Saturday, June 4, 2011

THE DAYS OF DARKNESS HAVE ENDED

     This is an official announcement that my days of  beard dying are done.  My brown beard is no more. Period. Sorry for having to put you through my trials and tribulations over it but I had to come to some realizations that only doing it would have brought me to. Thanks to all my friends and ex's and co-workers who tried to convince me to stop, especially the really brutal ones( you know who you are).  And special thanks to my boyfriend Alex who "by accident" forgot to pack the bag I gave him with the dye in it inside his suitcase before we left for Europe. After trying to find the French version of Just For Men in Paris which seemed to be impossible( French men lie about not dying their beards) I turned to him and admitted that the search was absurd, the beard is absurd, and I'm absurd for doing it.
     "I've been waiting for you to realize this. I love you with a gray beard."
    At that moment I decided to take the leap. I grew up a little. It felt great and still does. But don't expect me to act so sensibly about other things. These moments of maturity come rarely, like eclipses.

Friday, June 3, 2011

A CRY FOR CUCUMBERS

     Europe, don't destroy cucumbers just because of E.coli.
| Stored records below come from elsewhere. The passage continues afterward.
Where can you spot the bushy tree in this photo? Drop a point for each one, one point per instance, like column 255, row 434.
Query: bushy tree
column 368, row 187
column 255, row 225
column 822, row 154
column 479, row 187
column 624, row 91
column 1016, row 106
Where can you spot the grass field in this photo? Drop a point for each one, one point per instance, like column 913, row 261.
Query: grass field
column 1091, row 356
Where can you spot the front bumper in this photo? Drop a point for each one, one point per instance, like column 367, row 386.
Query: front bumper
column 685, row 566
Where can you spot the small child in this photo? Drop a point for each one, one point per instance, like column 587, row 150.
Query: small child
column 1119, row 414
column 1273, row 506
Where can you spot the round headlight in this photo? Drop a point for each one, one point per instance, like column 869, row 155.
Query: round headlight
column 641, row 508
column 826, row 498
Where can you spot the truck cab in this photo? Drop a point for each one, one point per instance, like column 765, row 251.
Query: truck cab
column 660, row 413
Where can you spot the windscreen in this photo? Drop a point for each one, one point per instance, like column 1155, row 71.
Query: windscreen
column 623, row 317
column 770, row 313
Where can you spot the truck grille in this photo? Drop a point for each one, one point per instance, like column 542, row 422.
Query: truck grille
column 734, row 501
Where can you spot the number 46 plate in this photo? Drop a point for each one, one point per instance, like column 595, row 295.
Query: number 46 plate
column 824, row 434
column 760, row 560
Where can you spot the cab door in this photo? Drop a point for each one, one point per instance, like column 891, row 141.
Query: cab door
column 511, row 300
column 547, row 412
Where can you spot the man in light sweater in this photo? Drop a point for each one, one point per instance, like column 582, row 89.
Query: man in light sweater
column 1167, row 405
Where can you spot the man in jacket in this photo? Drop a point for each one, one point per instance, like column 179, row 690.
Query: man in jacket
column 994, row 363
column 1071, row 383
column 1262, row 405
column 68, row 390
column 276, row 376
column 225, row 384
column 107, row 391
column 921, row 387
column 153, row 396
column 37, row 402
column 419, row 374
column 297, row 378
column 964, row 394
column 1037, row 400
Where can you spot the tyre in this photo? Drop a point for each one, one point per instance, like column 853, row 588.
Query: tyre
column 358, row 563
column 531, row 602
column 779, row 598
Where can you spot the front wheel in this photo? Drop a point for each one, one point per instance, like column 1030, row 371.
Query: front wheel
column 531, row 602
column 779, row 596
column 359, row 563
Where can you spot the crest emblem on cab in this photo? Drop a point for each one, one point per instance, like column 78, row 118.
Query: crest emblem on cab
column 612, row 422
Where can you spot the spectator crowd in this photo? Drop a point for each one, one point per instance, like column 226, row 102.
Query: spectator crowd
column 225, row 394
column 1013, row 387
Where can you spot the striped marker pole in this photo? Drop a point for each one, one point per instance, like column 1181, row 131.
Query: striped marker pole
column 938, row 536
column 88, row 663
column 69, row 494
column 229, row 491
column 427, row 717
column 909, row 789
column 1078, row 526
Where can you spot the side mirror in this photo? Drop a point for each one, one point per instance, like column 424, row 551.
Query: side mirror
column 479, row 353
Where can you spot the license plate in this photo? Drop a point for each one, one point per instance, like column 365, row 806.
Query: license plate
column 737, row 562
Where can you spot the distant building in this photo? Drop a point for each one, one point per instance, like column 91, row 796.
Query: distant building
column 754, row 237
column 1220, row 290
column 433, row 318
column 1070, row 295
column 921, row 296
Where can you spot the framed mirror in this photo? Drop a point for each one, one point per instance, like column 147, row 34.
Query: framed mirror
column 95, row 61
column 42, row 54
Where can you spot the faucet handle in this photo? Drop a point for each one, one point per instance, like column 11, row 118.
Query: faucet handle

Send them our way. San Francisco is always in need of cucumbers. People here have ways of using them and other similarly-shaped vegetables that Europeans haven't, or don't want to, think about. (Well, maybe the Germans have.)
   God did not intend raw vegetables to be put only in salad bowls.They are meant to be put other places as well, especially in times of a health crisis like this.  A cucumber is more than food, it can be turned into a date, and bring you hours of entertainment.  The preparation is nothing fancy. It's as easy as asking your grocer what isle the Crisco is kept, after you choose the properly-sized cucumber depending on your needs and talents.
    Don't forsake the cucumber now. It has been one of the friendliest and most engaging vegetables. And it has pleased some of us in ways that spinach, cauliflower, and broccoli never have.